Sunday, July 10, 2011

Happiness is...a good book. (Summer Reading edition #13)


Page by Paige
Author: Laura Lee Gulledge
Pages: 192
Age Range: 12+
Published: 2011
Genre: Graphic Novel/Realistic Fiction
Cover Score: ***
Overall Grade: ****
Rating: PG-13

Paige has been uprooted from her rural Virginia home and thrust into the thriving metropolis that is NYC when her writer parents get new jobs. She misses home and her friends but also looks on the change as an opportunity to reinvent herself and discover just who she really is. Armed with some advice given to her by her artist grandmother she sets out to explore her new surroundings.

Rule #1 Buy a sketchbook and draw a few pages each week.

Her sketchbook becomes a journal of sorts where she puts her feelings into images rather than words. Her frustrations with her parents, her loneliness, her self-doubts, her insecurities about her new friends and relationships, all become vivid images and help her navigate the waters of emerging adulthood.

She finds a group of friends who accept her for her strange tastes in music, her sci-fi interests and her vintage clothes. Together they support each other in their varying forays into writing and music composition and art. Slowly Paige begins to appreciate her strengths and opens herself (and her art) up to others in person, online and in the community.  She improves her relationship with her parents, finds gifts she didn't know she had, even gets a boyfriend but most importantly learns that her happiness and her future are dependent on her actions and attitudes.

Half of the story is told in typical graphic format, Paige's life and actions are displayed in panels with speech bubbles and the whole shebang but it's her responses to what happens to her and her sketchbook entries that make up the other half and give the book its oomph.  She talks herself through her feelings and gives a name and an image to everything she goes through making her experiences extremely relatable. Even as an adult I found myself having 'aha' moments and smiling inwardly as I knew exactly where she was coming from. 

Some examples: as she walks down the halls of her school she imagines that everyone is just watching and waiting for her to embarrass herself and draws an image of hundreds of telescopes zoomed in on her every move. When frustrated with her lack of ideas (writer's block anyone?) she sketches her head being wrung like a wet rag dripping into a puddle of nothingness labeled 'ideas'. And navigating the 'what ifs' of love she shows herself holding her gigantic heart in her arms trying to navigate a floor covered in banana peels.
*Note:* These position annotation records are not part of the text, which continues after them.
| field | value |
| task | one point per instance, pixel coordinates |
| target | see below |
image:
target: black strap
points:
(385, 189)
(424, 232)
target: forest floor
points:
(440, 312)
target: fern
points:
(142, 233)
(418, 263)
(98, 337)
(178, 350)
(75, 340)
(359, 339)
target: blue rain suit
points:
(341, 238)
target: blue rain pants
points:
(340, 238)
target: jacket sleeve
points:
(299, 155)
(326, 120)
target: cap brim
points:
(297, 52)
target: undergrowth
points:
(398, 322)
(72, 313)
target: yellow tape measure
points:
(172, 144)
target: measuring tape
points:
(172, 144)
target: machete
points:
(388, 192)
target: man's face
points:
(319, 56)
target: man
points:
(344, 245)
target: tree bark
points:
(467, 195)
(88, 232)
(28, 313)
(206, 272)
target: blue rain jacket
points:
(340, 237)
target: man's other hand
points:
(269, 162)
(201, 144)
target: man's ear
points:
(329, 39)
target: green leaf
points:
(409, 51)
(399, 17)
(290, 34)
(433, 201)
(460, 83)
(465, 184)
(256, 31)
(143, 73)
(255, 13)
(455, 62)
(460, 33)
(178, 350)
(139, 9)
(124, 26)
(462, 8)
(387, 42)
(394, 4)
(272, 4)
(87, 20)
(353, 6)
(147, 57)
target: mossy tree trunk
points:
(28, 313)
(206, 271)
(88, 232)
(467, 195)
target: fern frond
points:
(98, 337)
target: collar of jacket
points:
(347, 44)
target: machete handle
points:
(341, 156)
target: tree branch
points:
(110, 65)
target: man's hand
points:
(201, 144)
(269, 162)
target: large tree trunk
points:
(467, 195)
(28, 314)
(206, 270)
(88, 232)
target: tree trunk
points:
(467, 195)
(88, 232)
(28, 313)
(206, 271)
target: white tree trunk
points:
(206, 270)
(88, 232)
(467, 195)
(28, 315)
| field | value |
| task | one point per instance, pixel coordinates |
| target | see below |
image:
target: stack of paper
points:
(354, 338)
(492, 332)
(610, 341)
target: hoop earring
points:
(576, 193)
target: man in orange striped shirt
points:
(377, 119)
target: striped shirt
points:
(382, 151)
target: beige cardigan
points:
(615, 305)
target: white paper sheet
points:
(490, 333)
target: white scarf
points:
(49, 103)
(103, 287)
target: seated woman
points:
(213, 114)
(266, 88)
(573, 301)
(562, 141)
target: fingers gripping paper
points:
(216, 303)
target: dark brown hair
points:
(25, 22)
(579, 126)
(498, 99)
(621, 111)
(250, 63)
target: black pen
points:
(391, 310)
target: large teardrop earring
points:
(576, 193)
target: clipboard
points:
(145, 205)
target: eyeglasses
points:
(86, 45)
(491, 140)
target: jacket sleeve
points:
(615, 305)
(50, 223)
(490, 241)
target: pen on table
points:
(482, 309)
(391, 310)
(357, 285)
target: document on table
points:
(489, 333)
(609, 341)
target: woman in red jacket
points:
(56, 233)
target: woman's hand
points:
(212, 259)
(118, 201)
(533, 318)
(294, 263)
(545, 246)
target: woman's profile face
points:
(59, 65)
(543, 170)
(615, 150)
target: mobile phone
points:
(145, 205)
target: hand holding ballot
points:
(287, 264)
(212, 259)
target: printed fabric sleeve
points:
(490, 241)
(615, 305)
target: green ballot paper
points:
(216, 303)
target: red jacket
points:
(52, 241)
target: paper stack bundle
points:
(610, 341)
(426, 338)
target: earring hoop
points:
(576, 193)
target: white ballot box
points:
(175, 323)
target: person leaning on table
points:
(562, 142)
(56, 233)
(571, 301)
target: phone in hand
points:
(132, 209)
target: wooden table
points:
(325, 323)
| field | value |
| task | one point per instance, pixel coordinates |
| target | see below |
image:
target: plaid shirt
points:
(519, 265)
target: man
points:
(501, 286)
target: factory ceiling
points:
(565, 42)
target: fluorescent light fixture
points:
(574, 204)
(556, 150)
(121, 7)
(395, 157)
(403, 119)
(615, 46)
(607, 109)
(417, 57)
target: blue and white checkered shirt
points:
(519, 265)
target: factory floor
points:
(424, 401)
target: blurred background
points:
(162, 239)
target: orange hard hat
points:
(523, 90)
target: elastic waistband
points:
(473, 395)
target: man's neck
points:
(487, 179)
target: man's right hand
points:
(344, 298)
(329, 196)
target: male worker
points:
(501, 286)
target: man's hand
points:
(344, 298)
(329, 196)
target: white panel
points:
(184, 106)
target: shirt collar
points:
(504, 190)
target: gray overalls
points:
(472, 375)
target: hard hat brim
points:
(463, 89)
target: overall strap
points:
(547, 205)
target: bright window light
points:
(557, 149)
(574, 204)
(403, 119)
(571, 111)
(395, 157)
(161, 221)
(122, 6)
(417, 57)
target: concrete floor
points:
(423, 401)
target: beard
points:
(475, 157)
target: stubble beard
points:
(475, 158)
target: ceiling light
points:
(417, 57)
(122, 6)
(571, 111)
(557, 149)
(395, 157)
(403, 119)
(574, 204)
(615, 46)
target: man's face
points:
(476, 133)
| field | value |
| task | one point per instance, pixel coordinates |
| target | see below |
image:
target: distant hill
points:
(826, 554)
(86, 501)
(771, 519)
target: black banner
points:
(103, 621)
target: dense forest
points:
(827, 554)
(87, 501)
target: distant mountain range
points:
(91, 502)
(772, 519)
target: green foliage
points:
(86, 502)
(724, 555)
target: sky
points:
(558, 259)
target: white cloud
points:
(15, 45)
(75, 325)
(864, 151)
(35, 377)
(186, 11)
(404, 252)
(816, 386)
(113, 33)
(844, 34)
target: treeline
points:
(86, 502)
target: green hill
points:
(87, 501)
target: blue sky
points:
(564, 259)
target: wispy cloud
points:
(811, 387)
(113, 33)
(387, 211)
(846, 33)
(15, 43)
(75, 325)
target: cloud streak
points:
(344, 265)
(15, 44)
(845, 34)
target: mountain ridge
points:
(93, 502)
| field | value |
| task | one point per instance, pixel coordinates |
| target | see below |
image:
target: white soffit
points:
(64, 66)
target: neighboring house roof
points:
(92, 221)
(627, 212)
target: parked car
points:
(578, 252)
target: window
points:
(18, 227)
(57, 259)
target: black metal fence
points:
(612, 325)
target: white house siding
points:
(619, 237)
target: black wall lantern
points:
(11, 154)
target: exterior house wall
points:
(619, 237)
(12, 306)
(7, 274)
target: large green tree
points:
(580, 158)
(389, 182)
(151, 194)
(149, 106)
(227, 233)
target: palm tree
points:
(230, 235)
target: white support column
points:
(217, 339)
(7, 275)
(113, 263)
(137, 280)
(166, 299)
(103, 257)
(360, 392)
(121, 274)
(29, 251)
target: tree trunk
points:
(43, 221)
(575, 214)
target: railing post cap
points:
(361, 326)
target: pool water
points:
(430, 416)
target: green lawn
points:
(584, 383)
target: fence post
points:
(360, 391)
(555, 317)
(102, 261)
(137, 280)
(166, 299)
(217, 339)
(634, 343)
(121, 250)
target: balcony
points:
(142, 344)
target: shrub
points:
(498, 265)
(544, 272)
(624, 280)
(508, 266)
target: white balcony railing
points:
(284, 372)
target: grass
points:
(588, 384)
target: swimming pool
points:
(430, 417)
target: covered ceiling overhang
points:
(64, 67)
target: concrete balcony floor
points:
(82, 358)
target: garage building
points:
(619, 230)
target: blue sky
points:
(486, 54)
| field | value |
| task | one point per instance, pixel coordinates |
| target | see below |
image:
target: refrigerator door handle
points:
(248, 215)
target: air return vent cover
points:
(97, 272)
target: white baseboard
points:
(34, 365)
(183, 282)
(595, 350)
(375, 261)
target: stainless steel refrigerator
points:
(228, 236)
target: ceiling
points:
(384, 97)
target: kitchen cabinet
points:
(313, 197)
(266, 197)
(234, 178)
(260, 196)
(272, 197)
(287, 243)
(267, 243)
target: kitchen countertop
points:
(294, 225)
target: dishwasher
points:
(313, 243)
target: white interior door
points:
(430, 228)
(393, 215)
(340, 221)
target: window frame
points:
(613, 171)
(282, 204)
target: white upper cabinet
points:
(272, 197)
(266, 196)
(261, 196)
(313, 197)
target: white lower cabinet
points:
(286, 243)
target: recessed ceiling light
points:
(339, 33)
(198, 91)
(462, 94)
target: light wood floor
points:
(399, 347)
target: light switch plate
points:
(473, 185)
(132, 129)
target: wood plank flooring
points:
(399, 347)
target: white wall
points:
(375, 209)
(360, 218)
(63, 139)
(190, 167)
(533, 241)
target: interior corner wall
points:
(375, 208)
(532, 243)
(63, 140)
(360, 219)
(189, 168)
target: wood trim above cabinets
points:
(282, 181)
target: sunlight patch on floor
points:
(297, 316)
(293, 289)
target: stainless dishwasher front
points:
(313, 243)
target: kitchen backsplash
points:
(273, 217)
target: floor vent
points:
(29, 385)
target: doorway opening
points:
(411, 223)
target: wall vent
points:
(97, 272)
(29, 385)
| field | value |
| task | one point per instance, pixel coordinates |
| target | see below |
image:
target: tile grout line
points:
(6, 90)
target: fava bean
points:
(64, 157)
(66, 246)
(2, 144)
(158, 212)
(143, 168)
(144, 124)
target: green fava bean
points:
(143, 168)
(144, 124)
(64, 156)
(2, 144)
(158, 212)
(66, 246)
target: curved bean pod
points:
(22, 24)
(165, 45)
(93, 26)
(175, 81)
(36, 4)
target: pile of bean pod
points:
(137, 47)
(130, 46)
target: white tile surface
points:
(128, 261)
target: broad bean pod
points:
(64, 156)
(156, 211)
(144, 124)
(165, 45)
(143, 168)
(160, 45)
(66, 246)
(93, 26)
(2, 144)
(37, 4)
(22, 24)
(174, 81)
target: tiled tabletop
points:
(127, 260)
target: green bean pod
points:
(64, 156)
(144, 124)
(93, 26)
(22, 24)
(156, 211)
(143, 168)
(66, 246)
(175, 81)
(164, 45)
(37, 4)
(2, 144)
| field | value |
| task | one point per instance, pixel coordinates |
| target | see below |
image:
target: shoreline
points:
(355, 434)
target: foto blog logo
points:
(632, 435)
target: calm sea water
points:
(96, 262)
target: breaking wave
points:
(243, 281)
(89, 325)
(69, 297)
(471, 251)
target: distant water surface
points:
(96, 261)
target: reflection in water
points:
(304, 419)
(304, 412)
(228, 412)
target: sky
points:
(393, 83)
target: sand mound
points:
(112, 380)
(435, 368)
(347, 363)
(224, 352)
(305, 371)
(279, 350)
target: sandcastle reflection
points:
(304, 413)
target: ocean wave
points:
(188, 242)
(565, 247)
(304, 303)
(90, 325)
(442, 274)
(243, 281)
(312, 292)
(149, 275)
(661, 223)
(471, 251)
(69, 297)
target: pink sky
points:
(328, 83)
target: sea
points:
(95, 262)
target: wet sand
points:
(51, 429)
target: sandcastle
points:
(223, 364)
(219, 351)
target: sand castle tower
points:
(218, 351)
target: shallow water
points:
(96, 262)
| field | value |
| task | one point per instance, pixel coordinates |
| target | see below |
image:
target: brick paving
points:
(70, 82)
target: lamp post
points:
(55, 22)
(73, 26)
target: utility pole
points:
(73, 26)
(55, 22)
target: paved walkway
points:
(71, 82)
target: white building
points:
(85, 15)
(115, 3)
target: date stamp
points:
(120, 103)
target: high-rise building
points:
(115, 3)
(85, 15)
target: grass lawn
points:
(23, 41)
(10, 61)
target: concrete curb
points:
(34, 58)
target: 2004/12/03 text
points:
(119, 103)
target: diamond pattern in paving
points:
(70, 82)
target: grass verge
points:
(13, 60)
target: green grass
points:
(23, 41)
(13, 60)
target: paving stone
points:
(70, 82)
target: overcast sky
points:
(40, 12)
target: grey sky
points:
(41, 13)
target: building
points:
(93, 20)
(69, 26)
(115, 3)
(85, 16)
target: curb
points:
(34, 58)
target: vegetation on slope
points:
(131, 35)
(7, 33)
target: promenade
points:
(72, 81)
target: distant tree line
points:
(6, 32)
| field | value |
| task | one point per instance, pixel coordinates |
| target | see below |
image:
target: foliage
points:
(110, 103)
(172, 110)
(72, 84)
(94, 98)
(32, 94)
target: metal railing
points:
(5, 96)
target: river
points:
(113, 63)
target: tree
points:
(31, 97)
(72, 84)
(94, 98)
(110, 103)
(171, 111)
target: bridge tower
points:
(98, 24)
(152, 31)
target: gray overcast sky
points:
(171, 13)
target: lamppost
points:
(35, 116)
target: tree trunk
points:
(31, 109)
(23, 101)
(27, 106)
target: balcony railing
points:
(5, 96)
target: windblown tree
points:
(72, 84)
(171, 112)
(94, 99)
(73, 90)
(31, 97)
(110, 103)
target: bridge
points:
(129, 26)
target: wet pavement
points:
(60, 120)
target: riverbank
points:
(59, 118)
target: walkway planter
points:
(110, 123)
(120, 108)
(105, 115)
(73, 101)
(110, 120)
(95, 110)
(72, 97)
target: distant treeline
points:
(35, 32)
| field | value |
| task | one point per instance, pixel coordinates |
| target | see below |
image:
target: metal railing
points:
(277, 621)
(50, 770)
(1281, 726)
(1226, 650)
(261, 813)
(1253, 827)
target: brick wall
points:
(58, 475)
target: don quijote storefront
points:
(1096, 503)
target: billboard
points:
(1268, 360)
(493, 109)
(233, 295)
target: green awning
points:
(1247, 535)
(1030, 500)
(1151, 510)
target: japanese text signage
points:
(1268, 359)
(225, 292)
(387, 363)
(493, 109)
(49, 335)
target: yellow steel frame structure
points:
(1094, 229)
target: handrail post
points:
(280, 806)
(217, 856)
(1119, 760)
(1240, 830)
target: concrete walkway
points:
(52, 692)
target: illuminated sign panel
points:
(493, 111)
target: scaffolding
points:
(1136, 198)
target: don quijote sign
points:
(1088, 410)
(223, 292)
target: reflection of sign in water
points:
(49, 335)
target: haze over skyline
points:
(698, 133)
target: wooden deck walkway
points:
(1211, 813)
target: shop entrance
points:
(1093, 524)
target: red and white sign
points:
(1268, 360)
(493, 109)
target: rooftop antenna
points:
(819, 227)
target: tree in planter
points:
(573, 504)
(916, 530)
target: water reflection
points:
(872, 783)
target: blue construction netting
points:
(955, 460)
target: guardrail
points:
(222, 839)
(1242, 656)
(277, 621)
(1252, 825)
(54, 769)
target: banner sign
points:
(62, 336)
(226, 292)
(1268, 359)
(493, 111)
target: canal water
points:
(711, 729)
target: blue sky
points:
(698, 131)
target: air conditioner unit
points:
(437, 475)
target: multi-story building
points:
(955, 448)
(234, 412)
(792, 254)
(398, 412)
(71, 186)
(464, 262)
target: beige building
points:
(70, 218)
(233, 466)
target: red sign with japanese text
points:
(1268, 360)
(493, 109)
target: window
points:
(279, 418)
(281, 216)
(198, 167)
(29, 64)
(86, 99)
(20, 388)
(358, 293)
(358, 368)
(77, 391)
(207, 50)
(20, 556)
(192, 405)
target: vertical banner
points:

I really loved the ideas here and the positive ways that she solved and worked through her issues and the fact that we could see and be a part of the process. I think it could give hope to kids going through the same things or help them find their own coping mechanisms. I love that she worked with what she had but didn't feel like she needed to make a huge overhaul of her life (there were no extreme makeovers or changing to fit in with other people's ideas of who she was or should be, instead she worked to improve her confidence and strengths she recognized in the moments when she felt like the best version of herself.) 
Plus, there's a soundtrack at the end. And I'm a sucker for any book that has its own soundtrack! I have a nice list of new artists to check out. Yippee!

I also found myself applying some of the rules/techniques to my own writer's quest.  Let's see if it helps!

An entertaining and thoughtful read, I highly recommend it!


Here are the rest of the rules for anyone who’s curious.

Rule #2 Draw what you know. If you feel it or see it...draw it!
Rule #3 Shhh...quiet...listen to what's going on in your head.
Rule #4 Let yourself fail. Don't take it all so personally.
Rule #5 Figure out what scares you and DO IT!
Rule #6 KISS: Keep it simple, stupid.
Rule #7 Live a lot to get better material. Let yourself feel everything.
Rule #8 Stay stimulated to avoid creative constipation.
Rule #9 Trust your gut instinct. Be honest with yourself.